NVIDIA Announces Financial Results for First Quarter Fiscal 2021

Santa Clara, California, UNITED STATES

  • Revenue of $3.08 billion, up 39 percent from a year earlier
  • Record Data Center revenue of $1.14 billion, up 80 percent from a year earlier
  • Record GAAP gross margin of 65.1 percent

SANTA CLARA, Calif., May 21, 2020 (GLOBE NEWSWIRE) -- NVIDIA (NASDAQ: NVDA) today reported revenue for the first quarter ended April 26, 2020, of $3.08 billion, up 39 percent from $2.22 billion a year earlier, and down 1 percent from $3.11 billion in the previous quarter.

GAAP earnings per diluted share for the quarter were $1.47, up 130 percent from $0.64 a year ago, and down 4 percent from $1.53 in the previous quarter. Non-GAAP earnings per diluted share were $1.80, up 105 percent from $0.88 a year earlier, and down 5 percent from $1.89 in the previous quarter.
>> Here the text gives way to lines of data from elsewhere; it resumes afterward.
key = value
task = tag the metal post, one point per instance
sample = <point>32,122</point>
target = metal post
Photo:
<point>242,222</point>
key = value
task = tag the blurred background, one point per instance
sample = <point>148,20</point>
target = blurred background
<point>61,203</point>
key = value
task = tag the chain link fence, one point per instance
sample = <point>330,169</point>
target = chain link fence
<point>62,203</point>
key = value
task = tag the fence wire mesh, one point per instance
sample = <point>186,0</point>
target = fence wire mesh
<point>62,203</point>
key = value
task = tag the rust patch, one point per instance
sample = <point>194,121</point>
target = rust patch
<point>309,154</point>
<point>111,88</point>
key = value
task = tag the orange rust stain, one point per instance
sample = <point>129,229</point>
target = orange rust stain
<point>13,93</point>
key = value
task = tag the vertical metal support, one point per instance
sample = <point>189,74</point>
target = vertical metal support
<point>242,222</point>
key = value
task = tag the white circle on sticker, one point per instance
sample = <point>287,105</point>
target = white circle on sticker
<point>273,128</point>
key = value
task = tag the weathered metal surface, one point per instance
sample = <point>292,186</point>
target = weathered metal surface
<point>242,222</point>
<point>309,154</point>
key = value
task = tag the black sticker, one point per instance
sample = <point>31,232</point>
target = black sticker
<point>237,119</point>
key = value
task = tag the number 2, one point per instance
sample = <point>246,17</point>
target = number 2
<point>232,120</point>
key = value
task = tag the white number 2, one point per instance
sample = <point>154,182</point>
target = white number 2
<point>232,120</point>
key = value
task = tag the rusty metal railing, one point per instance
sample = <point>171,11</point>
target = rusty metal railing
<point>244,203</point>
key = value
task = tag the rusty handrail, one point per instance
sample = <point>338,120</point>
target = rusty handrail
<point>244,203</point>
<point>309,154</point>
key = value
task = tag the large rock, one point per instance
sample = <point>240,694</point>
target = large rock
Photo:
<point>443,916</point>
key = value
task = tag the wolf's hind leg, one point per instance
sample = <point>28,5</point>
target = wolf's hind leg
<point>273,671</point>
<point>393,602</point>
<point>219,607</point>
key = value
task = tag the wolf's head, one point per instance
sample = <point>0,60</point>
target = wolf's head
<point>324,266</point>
NVIDIA completed its acquisition of Mellanox Technologies Ltd. on April 27, 2020, for a transaction value of $7 billion. It also transitioned its GPU Technology Conference to an all-digital format, drawing more than 55,000 registered participants, while NVIDIA founder and CEO Jensen Huang’s keynote videos were viewed 3.8 million times in their first three days.

“As the world battles COVID-19, we salute the first responders, healthcare workers, and service workers who courageously step in harm’s way to save lives and keep the world going,” Huang said. “We also thank the scientists around the world racing to find a vaccine for COVID-19.

“NVIDIA had an excellent quarter. The acquisition of Mellanox expands our cloud and data center opportunity. We raised the bar for AI computing with the launch and shipment of our Ampere GPU. And our digital GTC conference attracted a record number of developers, highlighting the accelerating adoption of NVIDIA GPU computing.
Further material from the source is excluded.